While mallards were the predominant species taken during the author’s hunt, potholes attract a great mix of puddle ducks and diving ducks.

The first morning we were hunting a harvested bean field sitting at the edge of a cattail marsh too wet to plow for planting. Sheet-water had collected in the shallow areas of the field from rains earlier in the month, and the larger bean field behind us was completely flooded. We had just a handful of full-bodied blocks and a couple of spinning-wing decoys, and the mallards came swarming in at first light. In the fifteen minutes before legal shooting light, there were several hundred birds buzzing our location, landing in the decoys and taking off again. The lightening sky featured a swarming melee of ducks, and the sound of calling birds came from every direction. The five of us were giddy.
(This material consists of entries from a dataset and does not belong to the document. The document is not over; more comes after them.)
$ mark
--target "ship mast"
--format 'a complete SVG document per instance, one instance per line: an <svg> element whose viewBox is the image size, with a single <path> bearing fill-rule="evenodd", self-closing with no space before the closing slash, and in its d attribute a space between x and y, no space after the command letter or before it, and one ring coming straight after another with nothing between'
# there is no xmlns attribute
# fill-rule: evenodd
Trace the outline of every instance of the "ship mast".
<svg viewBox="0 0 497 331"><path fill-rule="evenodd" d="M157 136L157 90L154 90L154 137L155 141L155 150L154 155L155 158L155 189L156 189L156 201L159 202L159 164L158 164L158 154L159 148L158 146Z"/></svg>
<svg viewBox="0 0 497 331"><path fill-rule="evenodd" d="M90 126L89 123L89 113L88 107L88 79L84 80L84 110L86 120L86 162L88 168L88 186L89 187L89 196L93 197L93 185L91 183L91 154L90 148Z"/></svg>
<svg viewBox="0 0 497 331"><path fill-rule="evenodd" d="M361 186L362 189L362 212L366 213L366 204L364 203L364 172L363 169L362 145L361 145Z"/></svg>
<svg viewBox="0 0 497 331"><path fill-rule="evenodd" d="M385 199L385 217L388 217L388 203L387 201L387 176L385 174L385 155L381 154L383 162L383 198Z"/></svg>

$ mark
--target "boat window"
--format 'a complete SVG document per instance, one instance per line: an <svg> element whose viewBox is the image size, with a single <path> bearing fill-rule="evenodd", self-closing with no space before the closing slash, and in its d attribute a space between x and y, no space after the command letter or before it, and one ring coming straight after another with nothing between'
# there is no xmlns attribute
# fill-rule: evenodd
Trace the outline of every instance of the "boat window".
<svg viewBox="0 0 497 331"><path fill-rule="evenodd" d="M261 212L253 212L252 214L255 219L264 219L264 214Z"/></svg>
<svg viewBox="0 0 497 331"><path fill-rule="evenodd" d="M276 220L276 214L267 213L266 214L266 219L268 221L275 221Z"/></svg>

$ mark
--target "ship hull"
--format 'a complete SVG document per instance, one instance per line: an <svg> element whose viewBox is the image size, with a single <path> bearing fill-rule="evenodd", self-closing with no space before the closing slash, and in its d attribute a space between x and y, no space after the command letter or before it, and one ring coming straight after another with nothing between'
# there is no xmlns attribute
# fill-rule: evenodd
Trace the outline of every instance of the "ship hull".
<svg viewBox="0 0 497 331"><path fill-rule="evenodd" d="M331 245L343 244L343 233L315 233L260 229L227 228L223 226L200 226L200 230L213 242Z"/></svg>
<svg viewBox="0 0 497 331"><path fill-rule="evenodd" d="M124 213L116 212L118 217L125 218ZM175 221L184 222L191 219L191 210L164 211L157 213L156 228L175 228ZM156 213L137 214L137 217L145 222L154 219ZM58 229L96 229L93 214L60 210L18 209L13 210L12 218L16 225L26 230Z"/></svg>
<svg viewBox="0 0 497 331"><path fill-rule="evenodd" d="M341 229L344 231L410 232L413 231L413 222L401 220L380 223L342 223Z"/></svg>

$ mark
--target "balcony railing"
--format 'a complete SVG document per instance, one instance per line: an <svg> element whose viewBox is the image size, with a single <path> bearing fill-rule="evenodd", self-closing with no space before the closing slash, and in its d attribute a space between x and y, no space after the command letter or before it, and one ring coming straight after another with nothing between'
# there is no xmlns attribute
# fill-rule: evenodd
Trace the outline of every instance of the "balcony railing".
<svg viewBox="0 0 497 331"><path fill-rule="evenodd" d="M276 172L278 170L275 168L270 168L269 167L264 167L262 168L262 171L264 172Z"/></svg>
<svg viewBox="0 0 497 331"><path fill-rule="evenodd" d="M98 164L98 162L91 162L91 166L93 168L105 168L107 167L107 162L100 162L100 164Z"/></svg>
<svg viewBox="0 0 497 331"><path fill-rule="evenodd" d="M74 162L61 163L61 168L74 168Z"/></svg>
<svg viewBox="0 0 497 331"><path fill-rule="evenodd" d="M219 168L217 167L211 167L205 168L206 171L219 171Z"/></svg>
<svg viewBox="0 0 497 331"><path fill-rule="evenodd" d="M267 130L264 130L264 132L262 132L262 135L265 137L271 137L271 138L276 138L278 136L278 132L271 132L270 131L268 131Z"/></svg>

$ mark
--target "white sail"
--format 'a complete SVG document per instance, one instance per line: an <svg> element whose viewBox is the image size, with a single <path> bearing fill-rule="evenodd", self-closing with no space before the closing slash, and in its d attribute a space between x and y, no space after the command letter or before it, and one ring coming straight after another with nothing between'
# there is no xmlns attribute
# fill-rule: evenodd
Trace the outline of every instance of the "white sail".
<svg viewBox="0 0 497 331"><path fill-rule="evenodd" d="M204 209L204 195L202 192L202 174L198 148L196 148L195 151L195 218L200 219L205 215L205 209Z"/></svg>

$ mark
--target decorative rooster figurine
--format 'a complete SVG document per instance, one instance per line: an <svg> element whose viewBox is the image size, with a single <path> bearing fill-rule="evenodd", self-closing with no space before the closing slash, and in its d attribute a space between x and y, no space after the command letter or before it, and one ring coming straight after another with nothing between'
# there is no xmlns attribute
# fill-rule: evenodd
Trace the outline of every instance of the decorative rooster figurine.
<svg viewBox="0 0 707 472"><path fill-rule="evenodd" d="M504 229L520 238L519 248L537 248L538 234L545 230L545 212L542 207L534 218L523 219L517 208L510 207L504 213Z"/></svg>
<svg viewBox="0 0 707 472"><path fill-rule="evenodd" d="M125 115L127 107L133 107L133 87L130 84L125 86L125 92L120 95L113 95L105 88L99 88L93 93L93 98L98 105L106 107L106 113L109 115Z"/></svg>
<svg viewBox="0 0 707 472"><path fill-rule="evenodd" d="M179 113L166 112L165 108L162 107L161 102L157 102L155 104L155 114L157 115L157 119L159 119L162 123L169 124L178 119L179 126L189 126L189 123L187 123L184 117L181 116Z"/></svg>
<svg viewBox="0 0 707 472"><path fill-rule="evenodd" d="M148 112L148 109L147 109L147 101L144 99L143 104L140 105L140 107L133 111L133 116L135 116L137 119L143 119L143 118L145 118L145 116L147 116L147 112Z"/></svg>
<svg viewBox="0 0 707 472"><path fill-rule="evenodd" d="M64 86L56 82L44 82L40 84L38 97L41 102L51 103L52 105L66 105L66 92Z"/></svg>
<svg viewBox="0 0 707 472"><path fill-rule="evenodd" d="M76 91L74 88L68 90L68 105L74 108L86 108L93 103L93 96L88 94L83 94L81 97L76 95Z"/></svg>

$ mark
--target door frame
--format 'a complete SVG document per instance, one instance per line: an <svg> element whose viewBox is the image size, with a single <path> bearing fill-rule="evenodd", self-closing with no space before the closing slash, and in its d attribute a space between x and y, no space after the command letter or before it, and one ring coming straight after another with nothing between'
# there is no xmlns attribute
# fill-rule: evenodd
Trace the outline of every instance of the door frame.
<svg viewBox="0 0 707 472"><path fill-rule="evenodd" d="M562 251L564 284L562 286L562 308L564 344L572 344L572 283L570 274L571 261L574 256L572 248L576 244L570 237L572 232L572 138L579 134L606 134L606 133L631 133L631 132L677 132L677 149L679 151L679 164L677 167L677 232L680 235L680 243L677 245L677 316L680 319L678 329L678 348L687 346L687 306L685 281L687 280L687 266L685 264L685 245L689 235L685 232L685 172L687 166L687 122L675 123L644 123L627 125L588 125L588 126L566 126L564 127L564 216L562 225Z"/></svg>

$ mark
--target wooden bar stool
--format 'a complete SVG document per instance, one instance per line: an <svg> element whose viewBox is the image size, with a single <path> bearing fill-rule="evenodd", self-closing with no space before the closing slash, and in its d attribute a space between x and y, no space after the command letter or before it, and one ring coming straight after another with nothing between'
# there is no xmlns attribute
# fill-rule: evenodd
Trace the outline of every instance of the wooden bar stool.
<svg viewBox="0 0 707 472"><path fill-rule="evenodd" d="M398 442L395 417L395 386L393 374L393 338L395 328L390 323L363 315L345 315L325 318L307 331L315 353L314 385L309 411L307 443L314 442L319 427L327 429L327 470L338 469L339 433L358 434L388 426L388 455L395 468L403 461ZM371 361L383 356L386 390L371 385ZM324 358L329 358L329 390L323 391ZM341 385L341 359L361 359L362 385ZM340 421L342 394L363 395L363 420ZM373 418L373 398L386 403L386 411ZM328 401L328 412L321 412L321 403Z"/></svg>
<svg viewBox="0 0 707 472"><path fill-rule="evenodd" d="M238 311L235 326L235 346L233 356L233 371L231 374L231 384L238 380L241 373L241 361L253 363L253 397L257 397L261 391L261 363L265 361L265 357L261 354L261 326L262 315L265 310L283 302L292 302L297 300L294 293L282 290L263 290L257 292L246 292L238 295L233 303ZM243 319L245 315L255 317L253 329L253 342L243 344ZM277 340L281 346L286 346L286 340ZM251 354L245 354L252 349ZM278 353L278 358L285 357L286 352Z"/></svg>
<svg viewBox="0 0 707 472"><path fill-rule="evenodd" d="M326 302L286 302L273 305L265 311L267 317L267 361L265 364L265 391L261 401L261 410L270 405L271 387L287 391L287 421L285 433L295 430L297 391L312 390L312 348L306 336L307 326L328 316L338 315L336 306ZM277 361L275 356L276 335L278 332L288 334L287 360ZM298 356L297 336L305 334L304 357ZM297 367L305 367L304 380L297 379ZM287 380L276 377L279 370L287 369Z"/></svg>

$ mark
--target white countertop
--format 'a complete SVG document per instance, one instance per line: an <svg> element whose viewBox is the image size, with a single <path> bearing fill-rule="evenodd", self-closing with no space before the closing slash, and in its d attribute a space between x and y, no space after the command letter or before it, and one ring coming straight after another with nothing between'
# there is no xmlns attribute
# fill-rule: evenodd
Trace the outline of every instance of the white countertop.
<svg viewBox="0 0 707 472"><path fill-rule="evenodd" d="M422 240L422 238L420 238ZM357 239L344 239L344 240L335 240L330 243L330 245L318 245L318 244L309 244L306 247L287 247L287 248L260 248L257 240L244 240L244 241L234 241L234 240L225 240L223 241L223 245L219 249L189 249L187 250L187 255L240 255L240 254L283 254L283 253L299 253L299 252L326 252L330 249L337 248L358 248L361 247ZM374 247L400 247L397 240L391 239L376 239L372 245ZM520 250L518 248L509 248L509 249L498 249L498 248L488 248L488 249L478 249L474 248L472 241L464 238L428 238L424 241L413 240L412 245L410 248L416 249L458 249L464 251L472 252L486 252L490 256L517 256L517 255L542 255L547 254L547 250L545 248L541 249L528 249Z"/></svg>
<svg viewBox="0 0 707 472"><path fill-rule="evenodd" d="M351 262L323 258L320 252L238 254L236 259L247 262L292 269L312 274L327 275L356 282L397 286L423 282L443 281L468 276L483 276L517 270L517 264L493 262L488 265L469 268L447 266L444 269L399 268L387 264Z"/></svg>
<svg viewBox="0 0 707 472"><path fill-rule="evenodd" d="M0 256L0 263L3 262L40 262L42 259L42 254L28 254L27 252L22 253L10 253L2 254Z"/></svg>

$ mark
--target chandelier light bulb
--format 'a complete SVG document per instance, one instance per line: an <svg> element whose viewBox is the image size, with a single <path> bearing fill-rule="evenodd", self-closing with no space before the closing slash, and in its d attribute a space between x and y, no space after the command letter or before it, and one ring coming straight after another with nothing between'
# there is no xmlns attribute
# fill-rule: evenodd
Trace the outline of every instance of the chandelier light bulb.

Legal shooting light just about corresponds exactly with when you can see colors on ducks against the sky. When we heard a shot in the distance, our guide said that it was time. There was already a flight of forty birds banking to look at our spinning-wing decoys, and as they curled over the bean field and cupped up their wings to land in front of us, I stood up and picked out the only greenhead I could see, folding the bird with a single shot. A second, bigger group of birds was already coming in when the first shot rang out and I picked a second flaring bird out of this group and missed the first shot but killed a different drake mallard with my next shot. With barely time to reload, the third bird was a fast crossing shot, and I never did catch all the way up with my swing, missing it once, maybe clipping tail feathers with the second shot, and a third shot was hurled somewhere in its general direction. The bird flew on.

Stubble fields attract thousands of waterfowl to the Dakotas.

Then the frenzy was over. The birds had quickly figured out that something was amiss on our part of the harvested field, and there were already 2,000 to 3,000 birds just 300 yards away in the flooded bean field feeding and calling happily to all the birds still in the air. We had a few stray groups and flights of two or three birds come to look at our spread, but our shooting was over until the birds started leaving the field two hours later to sit on one of the forty or fifty potholes within a mile of our blind. While I was taking photographs, my hunting partners bagged a few more greenheads but quit when we had our limit of hen mallards, just to make sure we didn’t shoot an over-limit.


The next morning we were on a completely different set-up, with both duck and goose decoys on a deeper pothole. The wind was blowing, and there was ice in the shallows around the cattails. It was a half-inch thick, and the young Labrador lunged through the ice as we set decoys. Dawn was mostly uneventful, with just a single flight of widgeon banking in to our decoys, and we tumbled two distant birds. As the light increased, there were more and more small flights of birds—two here, five there, a trio and then another pair. Mostly there were ringnecks that wanted to stay out in the deeper, open water, only occasionally swinging close enough to offer us a shot, but the widgeon wanted to land on us and we dumped several more birds. Three pintails circled for two passes before committing, but they landed on the water just out of range, and we settled for admiring the big bull sprig with two hens in the first ray of sunlight that managed to momentarily pierce the clouds that day.